Historically, that relationship had often been shaped by the limitations of the previous platform. The transformation created an opportunity to reset that dynamic. As the new platform took shape, both teams worked closely together to define the future website, combining technical architecture with a refreshed brand and user experience.
Because much of the work was happening behind the scenes, the development team focused on demonstrating progress through prototypes and early pages. Showing what the new platform could do helped build confidence and buy-in across teams.
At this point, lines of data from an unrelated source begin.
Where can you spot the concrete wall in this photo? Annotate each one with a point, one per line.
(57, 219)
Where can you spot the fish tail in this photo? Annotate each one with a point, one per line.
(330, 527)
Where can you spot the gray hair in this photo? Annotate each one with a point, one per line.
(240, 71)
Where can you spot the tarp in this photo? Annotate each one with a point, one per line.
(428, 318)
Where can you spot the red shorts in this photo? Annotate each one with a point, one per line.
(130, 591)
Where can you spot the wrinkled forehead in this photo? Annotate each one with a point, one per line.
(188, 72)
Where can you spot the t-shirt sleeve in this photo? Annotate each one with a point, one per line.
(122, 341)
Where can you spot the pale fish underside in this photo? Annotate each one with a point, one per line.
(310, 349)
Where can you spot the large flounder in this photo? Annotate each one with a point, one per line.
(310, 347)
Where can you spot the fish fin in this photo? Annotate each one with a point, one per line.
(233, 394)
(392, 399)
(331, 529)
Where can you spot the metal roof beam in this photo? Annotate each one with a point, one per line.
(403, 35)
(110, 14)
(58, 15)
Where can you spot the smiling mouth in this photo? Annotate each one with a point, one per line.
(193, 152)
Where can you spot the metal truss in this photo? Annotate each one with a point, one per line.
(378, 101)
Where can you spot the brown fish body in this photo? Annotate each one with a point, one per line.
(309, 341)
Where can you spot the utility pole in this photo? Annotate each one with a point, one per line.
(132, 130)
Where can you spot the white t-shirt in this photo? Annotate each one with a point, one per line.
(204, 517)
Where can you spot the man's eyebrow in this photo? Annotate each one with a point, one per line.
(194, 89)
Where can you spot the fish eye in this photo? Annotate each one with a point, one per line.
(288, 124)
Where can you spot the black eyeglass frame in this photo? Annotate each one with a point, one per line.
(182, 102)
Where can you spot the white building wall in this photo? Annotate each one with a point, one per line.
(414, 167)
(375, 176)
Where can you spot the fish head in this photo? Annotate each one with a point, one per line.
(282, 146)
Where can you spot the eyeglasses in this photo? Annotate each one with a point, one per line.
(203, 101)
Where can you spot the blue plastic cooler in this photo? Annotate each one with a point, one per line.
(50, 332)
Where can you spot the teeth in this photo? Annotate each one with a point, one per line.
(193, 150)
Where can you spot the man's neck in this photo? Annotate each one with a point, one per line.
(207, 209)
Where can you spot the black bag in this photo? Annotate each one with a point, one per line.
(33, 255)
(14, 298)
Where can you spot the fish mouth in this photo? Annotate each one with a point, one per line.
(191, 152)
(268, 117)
Over time, the relationship between marketing and IT became more collaborative, supported by agile ways of working that combined Kanban for day-to-day delivery with Scrum for larger projects.
Results: faster performance, stronger engagement, and a platform built for scale
With Storyblok powering the content layer and a composable architecture built on Next.js and AWS, the new platform quickly proved its value across the university’s digital ecosystem.
Today, more than 340 editors manage content across UEA’s marketing website and internal portal, each with clearly defined permissions and editing areas. That structure allows teams across the university to manage content more confidently, while reusable components help maintain consistency, governance, and accessibility standards across the platform.
Publishing cycles have also become much shorter, helping teams respond more quickly during high-pressure periods such as Clearing, the UK university admissions period when students secure last-minute places.
That increased agility was reflected in the performance of the first Storyblok-powered pages. During the first year after launching the new Clearing pages, activity increased dramatically.
As the full website rollout progressed, engagement across the site continued to grow.
- 61.5% increase in overall engagement
- 61.8% increase in user interaction
- 70.1% increase in engaged sessions on the homepage
- 107% increase in Clearing open-day signups
Built for reliability and scale
The new composable architecture significantly improved platform reliability. Previously, traffic spikes during key recruitment periods could push the infrastructure to its limits.
Today, the site runs on a serverless AWS architecture that scales automatically with demand. Over an 18-month period following the migration, the platform experienced just four minutes of downtime while supporting thousands of concurrent users during peak traffic periods.
Performance improvements have also transformed the experience for international visitors. Under the previous infrastructure, prospective students outside the UK sometimes faced page load times of 20–30 seconds or even timeouts. Today, the homepage loads in under five seconds globally, dramatically improving accessibility and user experience.
Alongside these performance gains, the website relaunch introduced a refreshed design and clearer user journeys across key pages. The updated homepage features simplified messaging, improved navigation, and more focused calls to action, helping prospective students find key information more quickly.
Lessons from the migration
For universities considering a move to a headless CMS, the team at UEA highlights several lessons from its experience. The transformation worked because it was treated as a cross-functional initiative rather than a purely technical one, with marketing and IT aligned around the student experience from the start. It also showed the value of giving distributed teams more independence while maintaining governance through reusable components and shared standards. And beyond publishing and performance, the migration gave the IT team greater confidence in the platform’s long-term security, compliance, and maintainability.
By combining a modern headless architecture with close collaboration between marketing and IT, UEA built a platform that can support the scale and complexity of its digital ecosystem — while giving teams across the university more flexibility to keep improving the student experience.